No one expects the Spanish Inquisition!
I have to say I’m very impressed with the team at Dark Horse who put this book together. It’s an absolutely silly idea that, in the wrong hands, could have been banal and derivative, and yet this work sings in a way that just puts a smile on my face. Playing with an underlying Nihilism and some excellent gallows humor, this issue allows Skisquatch to shine, and he’s very quickly become one of my favorite characters in any series today. The twists and turns of this story continue to breath life into this weird, little title, and with the subtle callouts to tropes at large in the medium, this is a fun and gentle satire that has enough of an emotional core to elevate it to become something really interesting.
Donny Cates and Eliot Rahal must be a riot to work with. This book has the feel of that new LEGO game, where anything and absolutely everything can work together, like Morgan Freeman playing Gandalf with Batman. There’s a childlike joy at the heart of this twisted, bloody spoof, and it makes the characters rise above their imprints to remind you why you fell in love with their established counterparts in the first place. This book is a good reminder that the word “comic” comes first, with righteous missions going off the rails because of a wonderfully timed gag, and the resulting clustermuck resolves itself into something resembling victory.
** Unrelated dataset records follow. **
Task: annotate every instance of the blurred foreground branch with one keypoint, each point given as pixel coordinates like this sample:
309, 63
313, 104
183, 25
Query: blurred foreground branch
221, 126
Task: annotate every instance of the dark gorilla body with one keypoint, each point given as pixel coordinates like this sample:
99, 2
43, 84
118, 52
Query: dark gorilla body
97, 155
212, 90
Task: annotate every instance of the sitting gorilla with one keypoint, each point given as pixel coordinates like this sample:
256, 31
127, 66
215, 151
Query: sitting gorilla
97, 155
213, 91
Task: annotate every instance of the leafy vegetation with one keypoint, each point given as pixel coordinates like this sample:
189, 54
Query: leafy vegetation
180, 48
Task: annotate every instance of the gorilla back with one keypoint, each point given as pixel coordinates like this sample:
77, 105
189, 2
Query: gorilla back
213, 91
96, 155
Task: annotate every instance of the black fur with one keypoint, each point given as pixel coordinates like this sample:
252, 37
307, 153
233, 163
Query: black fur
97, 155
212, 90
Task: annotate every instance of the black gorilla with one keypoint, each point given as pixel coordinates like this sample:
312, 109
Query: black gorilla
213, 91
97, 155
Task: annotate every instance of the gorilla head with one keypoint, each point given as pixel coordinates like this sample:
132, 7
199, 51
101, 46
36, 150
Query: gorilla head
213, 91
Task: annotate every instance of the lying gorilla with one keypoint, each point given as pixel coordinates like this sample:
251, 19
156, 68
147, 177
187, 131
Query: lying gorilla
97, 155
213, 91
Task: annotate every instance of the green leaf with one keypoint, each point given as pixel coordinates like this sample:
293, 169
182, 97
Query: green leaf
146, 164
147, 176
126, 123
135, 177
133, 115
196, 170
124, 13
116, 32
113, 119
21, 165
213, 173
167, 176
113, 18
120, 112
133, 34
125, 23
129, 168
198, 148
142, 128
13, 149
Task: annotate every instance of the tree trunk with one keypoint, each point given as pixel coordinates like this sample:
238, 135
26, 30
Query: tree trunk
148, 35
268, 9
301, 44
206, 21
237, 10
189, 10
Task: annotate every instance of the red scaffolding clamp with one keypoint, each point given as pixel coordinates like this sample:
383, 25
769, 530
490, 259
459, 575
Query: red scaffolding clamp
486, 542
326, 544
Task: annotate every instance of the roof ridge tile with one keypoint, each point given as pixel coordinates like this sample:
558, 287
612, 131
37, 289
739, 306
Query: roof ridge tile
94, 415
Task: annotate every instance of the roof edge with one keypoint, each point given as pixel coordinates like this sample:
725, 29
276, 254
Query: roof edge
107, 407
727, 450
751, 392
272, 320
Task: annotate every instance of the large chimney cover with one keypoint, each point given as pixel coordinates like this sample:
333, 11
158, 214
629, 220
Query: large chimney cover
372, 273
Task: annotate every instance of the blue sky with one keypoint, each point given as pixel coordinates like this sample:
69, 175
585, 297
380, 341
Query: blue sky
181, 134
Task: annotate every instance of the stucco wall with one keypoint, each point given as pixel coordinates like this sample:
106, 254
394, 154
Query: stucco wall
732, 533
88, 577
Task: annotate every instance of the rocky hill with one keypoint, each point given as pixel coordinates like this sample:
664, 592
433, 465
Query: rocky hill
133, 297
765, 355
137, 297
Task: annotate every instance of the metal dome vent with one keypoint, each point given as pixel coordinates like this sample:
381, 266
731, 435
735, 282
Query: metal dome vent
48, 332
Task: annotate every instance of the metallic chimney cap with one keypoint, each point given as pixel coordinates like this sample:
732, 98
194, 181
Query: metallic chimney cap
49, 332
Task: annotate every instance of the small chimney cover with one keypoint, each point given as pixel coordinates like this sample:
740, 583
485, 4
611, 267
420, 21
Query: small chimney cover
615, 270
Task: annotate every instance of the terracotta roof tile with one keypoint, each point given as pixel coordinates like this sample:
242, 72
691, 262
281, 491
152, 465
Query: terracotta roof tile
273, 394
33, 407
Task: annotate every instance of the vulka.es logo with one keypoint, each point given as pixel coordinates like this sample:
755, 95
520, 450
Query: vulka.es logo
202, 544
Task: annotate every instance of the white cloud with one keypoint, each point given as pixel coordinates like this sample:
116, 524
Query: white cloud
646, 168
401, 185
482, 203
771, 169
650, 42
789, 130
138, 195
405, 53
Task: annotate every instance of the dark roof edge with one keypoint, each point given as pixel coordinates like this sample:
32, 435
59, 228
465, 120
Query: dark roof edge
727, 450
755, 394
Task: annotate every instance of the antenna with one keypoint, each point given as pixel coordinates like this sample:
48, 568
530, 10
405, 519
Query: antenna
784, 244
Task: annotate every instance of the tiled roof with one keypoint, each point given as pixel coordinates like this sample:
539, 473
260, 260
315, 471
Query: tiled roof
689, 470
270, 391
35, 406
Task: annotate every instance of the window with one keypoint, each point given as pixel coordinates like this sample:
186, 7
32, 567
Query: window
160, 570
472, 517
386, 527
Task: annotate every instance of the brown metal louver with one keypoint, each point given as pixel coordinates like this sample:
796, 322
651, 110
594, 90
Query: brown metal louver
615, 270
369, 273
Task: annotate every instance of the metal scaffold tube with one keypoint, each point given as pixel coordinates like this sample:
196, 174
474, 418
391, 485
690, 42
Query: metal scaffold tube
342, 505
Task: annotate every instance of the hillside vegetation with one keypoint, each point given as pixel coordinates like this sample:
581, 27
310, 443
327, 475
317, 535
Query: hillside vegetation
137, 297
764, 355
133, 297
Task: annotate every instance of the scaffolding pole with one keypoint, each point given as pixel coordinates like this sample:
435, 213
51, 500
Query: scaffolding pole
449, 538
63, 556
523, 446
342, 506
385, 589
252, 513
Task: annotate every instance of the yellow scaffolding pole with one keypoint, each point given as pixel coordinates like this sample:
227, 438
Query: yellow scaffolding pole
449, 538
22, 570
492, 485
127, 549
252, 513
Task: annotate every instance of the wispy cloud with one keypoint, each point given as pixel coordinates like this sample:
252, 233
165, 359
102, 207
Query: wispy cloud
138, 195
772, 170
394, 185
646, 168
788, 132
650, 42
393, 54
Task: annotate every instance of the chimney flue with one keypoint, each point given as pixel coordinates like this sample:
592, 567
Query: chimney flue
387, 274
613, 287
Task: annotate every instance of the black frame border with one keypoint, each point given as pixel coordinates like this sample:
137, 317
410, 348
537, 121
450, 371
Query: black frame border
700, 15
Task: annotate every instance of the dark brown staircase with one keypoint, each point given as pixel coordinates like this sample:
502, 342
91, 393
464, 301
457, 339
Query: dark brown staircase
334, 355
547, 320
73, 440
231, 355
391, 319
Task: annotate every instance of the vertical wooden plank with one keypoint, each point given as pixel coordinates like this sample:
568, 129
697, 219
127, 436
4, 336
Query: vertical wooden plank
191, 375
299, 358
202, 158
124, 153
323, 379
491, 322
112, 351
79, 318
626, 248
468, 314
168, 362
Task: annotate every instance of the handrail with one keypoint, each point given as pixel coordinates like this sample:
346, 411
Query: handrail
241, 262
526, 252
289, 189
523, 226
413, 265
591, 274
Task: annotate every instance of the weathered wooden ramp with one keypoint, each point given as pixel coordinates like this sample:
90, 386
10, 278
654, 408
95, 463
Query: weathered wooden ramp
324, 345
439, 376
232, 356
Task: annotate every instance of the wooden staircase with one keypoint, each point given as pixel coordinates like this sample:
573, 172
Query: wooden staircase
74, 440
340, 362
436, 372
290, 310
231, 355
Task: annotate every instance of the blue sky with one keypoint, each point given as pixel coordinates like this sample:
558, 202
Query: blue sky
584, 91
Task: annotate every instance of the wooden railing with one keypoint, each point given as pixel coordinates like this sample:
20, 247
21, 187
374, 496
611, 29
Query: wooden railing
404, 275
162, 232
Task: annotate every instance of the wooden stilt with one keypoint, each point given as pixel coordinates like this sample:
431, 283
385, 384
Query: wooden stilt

If Cates and Rahal are having fun, then Geoff Shaw must be just giggling all day. He’s giving all of the characters a lot of flash, attitude, and making them all serious bad@$$es when taking care of business, while allowing the tone of the script to remain wonderful and joyous. Seriously, Popsicle Club seems like the most awesome club there is. (You’ll see.) Colorful and twisted when necessary, everything comes alive in a great way, especially when tracking random characters over the main action. I think the warehouse is going to continuously be my favorite place, and I can’t wait to see what he tosses in there next. The thing I appreciate a good deal is the portrayal of violence; it’s not over the top,it’s not something that everyone can walk away from with a grunt or a wise-crack, people get seriously messed up or dead, and that truth of the violence, letting this world be as dangerous as ours, is a really refreshing attitude to see on the page. Yeah, there are still over-the-top explosions and such, but the intimate stuff – the kind of things that would do lasting and painful damage to a person – are presented realistically, and even when the intent is humor, there’s a sense that this is no game, and the stakes are high.
A fun diversion from the seriousness of storyline continuity and dour heroes, The Paybacks is a series that will tickle and excite any comic fan. There’s so much at play here that really anyone could find something to enjoy. And, if you like Skips, then Skisquatch is the wise-cracking, but serious, cousin you’ll really get a kick out of.